Photograph by Simon Ottenberg 1959-60
EEPA
2000-007-0973783/1959-1960
Eliot Elisofon Photographic Archives
National Museum of African Art
Smithsonian Institution

Renowned anthropologist, Dr Simon Ottenberg,  took this photograph in the Afikpo region of southeastern Nigeria during his 1959-1960 research. The original caption says, “The Ogboni Society coming from a meeting at Onitsha, the city on the Niger River, during a trip to visit Richard and Helen Henderson, conducting research in the old town at Onitsha. These were Igbo members of Ogboni, which is primarily a Yoruba society.”

The Ogboni society, also known as Oshugbo in the Egba and Ijebu areas of southwestern Nigeria, is an association of accomplished elders in parts of Nigeria, Benin, and Togo.  Members perform a range of religious and political practices, including meting justice for crimes and disputes, installing and deposing kings, and overseeing burial rites. Ogboni members recognize the underground as a spiritual force that unites humankind and witnesses all wrongdoings. Ile, the deity or omniscient spiritual force of the underground, is central to Ogboni beliefs, art, and practices.

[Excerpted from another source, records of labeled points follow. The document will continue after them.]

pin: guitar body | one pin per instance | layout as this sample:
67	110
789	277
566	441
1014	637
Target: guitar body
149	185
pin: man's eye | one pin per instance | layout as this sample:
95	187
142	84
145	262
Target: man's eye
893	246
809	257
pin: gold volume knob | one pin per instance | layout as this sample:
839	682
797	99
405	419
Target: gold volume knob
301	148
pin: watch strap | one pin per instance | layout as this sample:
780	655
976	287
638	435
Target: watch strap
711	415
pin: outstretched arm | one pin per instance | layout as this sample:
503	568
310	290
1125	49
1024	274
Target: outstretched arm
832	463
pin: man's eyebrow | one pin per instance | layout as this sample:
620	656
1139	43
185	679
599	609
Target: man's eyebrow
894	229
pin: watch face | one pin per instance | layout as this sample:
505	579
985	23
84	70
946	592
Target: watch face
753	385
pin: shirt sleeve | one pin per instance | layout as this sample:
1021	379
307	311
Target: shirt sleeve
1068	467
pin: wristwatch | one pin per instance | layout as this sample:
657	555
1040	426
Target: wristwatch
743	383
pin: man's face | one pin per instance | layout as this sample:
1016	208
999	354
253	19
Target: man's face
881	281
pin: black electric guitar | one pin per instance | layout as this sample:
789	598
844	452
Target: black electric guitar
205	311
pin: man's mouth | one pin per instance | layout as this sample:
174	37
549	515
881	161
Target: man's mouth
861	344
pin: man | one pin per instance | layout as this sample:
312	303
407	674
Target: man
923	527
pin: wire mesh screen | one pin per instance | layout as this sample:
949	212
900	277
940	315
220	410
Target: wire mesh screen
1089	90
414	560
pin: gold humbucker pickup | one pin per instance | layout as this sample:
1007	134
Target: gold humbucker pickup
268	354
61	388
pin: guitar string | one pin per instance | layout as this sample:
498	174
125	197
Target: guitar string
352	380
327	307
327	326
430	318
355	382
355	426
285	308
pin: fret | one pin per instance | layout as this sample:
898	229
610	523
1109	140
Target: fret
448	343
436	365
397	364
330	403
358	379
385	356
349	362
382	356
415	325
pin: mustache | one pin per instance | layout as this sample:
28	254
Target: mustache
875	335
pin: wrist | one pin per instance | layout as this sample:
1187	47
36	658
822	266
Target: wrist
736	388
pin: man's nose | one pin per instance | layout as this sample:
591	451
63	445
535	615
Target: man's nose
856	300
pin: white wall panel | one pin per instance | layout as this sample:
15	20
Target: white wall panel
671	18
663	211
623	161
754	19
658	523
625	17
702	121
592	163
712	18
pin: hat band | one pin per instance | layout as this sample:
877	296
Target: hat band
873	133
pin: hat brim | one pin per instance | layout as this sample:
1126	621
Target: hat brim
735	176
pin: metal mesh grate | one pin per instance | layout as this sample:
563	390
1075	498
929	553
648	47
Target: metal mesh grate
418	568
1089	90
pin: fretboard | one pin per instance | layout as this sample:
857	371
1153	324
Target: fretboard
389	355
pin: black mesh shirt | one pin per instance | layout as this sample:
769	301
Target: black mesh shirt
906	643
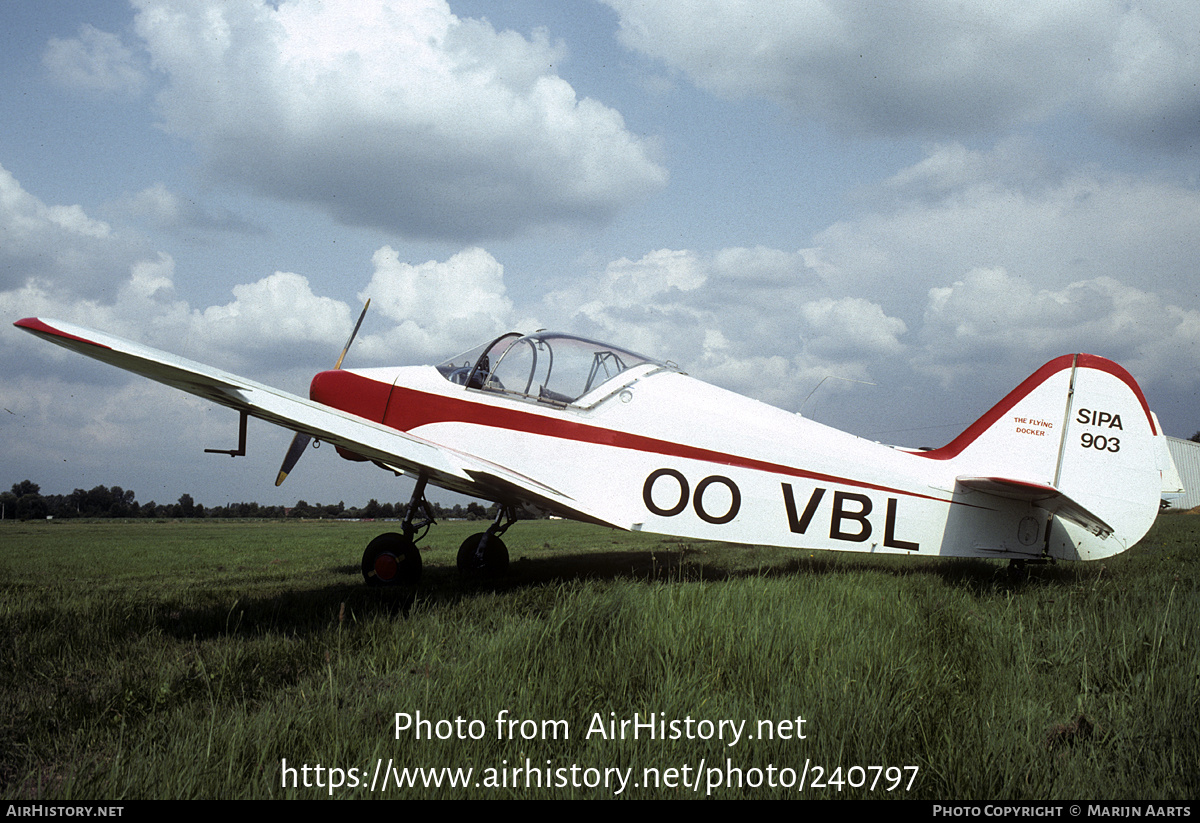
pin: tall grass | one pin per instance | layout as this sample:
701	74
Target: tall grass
189	660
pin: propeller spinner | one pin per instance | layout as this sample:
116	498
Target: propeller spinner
300	442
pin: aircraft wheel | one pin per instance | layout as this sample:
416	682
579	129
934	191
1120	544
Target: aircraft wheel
391	559
483	556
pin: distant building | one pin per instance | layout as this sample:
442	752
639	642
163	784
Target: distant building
1186	455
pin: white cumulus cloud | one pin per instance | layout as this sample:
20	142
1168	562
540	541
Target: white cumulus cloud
390	114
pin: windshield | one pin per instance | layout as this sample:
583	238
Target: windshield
545	366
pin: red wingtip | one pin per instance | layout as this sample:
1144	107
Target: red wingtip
42	328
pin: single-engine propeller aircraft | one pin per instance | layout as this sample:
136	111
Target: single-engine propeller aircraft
1068	466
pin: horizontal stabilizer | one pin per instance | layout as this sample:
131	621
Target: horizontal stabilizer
1043	496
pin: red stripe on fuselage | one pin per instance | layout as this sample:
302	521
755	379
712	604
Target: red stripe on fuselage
409	409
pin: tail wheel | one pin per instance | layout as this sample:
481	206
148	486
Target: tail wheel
391	559
483	556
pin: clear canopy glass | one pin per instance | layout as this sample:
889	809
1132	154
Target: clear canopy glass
546	366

The Earth Matters exhibition includes both insignia of office and figures from the meeting house of a Yoruba Ogboni (or Oshugbo) society.  These edan (staffs or insignia of office) and onile (society figures) demonstrate the importance of concepts of the earth to Ogboni. In the ease with which their motifs can be identified, the figurative pair of copper alloy edan suggest the knowable world: male/female, old/young…  and yet beneath each figure is a non-descript iron shaft.  Made from an ore of the earth, these shafts allude to things we cannot know: the unknowable world of the divine and the underground.  Likewise, the terracotta onile figures are made of a material of the earth that alludes to the power and knowledge beyond mere mortal comprehension.